Bellona’s Zolotkov has repeatedly contested that cross over between NGOs and active engagement in Russia’s political party system has been illegal for 30 years and is something the NGO leaders widely acknowledge.
In summary, the Justice Ministry amendments posted on the draft legal acts portal state that political activity is defined as steps taken by an NGO at “shaping social and political views and opinions, including carrying out and announcing public opinion polls or other sociological research,” and involving Russian – citizens – including minors – in an NGOs activity.
Lastly, the Justice Ministry listed as a political act financing the activities of an NGO.
Igor Kalyapin, whose non-profit Committee for the prevention of Torture – which was declared a foreign agent because he earlier worked for an NGO receiving foreign funding, told the Vedomosti daily newspaper (in Russian) that the Justice Ministry amendments could have been spelled out more simply.
“They could have just written that ‘political activity is all that is not in agreement with the government,” he told the paper.
Russian Comparisons to US foreign agent law ‘irrelevant’
Since the inception of its foreign agent law, the Russian government has repeatedly defended it by citing the US’s 1938 Foreign Agents Registration Act (FARA).
But Olga Sidirovich , Director of Russia’s Institute for Law and Public Policy called the comparisons “irrelevant” and “inappropriate,” telling Bellona Monday that, “FARA, in comparison with our federal law, much more narrowly defines the forms of activity it regulates, and excludes public organizations (NGOs).”
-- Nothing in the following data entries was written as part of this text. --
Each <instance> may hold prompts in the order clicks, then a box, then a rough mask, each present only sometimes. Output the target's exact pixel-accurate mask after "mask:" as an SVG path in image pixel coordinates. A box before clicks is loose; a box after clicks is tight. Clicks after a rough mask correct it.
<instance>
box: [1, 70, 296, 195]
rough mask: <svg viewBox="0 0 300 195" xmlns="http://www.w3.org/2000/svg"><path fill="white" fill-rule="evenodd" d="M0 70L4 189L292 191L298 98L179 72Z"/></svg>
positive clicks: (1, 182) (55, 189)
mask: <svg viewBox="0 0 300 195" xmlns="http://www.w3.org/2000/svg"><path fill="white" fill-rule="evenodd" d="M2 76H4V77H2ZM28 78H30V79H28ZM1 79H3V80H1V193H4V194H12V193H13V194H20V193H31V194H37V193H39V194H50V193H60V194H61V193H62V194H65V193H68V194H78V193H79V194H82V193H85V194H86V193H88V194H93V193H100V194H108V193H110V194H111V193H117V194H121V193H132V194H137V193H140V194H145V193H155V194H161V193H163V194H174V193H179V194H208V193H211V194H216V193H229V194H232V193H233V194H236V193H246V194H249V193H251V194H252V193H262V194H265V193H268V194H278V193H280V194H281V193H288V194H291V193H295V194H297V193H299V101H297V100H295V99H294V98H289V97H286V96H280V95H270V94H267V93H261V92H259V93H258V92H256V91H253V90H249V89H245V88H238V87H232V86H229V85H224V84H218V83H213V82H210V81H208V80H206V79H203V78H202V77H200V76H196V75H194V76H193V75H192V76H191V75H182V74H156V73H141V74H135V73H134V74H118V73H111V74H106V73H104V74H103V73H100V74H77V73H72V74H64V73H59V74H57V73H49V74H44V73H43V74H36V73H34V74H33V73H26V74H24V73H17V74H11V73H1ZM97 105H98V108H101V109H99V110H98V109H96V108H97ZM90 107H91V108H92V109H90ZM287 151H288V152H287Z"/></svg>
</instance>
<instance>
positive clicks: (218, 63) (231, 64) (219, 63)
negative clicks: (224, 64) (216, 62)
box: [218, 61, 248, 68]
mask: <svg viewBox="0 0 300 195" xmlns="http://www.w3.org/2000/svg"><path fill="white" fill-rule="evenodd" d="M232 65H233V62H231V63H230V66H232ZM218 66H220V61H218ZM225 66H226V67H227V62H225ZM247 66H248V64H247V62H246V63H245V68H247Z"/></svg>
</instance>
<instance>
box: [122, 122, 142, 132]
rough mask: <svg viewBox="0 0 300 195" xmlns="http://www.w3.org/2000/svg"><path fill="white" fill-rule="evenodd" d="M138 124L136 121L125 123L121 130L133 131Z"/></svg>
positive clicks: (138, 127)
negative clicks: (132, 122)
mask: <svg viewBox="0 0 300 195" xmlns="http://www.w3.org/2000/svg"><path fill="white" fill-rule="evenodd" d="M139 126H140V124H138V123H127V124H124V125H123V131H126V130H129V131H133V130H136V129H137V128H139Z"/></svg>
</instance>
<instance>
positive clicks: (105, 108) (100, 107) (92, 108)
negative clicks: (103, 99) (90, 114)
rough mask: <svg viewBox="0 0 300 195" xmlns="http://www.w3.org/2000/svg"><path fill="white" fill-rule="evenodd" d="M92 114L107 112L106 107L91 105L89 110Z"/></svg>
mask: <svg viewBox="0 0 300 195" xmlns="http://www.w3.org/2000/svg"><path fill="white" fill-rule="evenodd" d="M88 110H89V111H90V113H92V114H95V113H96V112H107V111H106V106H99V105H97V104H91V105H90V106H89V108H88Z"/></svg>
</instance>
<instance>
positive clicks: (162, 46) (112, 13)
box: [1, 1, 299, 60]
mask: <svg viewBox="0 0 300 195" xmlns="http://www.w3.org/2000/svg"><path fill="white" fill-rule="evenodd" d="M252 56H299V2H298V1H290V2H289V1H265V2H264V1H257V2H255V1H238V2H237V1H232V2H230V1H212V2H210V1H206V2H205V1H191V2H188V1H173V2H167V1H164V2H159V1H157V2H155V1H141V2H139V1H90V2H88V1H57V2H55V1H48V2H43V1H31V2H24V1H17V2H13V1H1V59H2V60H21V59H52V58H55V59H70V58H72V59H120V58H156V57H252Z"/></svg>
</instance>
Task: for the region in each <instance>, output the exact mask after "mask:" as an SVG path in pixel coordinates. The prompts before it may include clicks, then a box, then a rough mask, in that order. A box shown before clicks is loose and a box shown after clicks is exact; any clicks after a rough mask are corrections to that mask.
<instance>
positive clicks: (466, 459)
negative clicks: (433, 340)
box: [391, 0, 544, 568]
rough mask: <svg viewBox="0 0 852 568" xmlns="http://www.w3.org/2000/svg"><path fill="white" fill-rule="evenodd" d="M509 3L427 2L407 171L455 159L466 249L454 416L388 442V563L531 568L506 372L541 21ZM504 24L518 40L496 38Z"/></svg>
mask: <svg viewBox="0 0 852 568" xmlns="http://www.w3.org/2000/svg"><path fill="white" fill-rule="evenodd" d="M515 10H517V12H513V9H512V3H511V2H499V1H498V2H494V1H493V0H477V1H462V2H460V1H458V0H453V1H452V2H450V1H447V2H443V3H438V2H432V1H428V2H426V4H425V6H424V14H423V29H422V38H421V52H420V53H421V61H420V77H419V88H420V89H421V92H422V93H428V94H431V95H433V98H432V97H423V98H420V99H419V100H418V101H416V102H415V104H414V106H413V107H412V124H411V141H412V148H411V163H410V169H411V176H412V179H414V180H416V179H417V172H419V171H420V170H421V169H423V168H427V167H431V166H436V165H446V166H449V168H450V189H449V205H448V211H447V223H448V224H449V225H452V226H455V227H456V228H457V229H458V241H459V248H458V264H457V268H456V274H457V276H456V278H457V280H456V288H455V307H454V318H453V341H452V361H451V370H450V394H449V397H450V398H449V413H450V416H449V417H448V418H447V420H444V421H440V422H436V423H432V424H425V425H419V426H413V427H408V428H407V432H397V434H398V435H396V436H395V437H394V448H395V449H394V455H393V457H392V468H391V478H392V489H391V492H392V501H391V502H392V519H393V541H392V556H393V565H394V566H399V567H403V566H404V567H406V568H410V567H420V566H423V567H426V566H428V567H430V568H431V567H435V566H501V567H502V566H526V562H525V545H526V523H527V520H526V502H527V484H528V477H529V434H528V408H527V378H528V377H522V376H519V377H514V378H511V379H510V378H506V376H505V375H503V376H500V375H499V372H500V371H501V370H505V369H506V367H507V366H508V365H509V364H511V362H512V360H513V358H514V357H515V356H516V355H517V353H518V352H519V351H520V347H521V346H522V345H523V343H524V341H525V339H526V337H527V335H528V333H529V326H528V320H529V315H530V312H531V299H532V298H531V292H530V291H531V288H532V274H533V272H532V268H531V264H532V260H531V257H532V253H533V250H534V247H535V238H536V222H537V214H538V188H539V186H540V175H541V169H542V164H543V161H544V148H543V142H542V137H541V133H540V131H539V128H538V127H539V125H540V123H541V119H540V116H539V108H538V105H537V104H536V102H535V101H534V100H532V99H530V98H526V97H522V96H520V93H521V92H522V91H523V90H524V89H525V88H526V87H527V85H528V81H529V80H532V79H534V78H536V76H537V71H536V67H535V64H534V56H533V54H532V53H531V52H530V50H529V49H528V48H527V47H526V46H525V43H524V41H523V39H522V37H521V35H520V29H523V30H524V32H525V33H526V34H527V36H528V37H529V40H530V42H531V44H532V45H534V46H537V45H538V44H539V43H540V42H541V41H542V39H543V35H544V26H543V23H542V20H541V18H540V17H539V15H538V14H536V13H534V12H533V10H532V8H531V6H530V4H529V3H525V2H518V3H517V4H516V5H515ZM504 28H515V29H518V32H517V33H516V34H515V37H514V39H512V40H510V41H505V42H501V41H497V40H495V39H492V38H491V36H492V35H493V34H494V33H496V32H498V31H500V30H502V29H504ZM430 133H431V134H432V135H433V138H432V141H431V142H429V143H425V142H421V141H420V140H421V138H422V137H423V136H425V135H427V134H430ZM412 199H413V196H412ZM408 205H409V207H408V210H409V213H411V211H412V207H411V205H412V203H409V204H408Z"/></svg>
She said FARA’s roster of foreign agents is overwhelmingly comprised of commercial organizations conducting fee-based lobbying services with US government structures.
Among these are the Russian groups Endeavor Law Firm PC, which lobbies positions of the Russian Foreign Ministry, tycoon and Putin-ally Oleg Deripaska’s Global Strategic Communications Group, which Sidirovich said lobbies for the Rodina Russian political party, which is unofficially led by Russia’s flamboyant deputy prime minister for defense, Dmitry Rogozin.
She added to the list New York’s public relations firm Ketchum Inc, the law firm Alston & Bird LLP and the law firm Venable LLP, all of which lobby for the Russian government and Gazpromeksport, the export wing of Russia’s natural gas monopoly Gazprom.
None of the groups have been required to do anything but register with the US government. None have been fined or closed, said Sidirovich.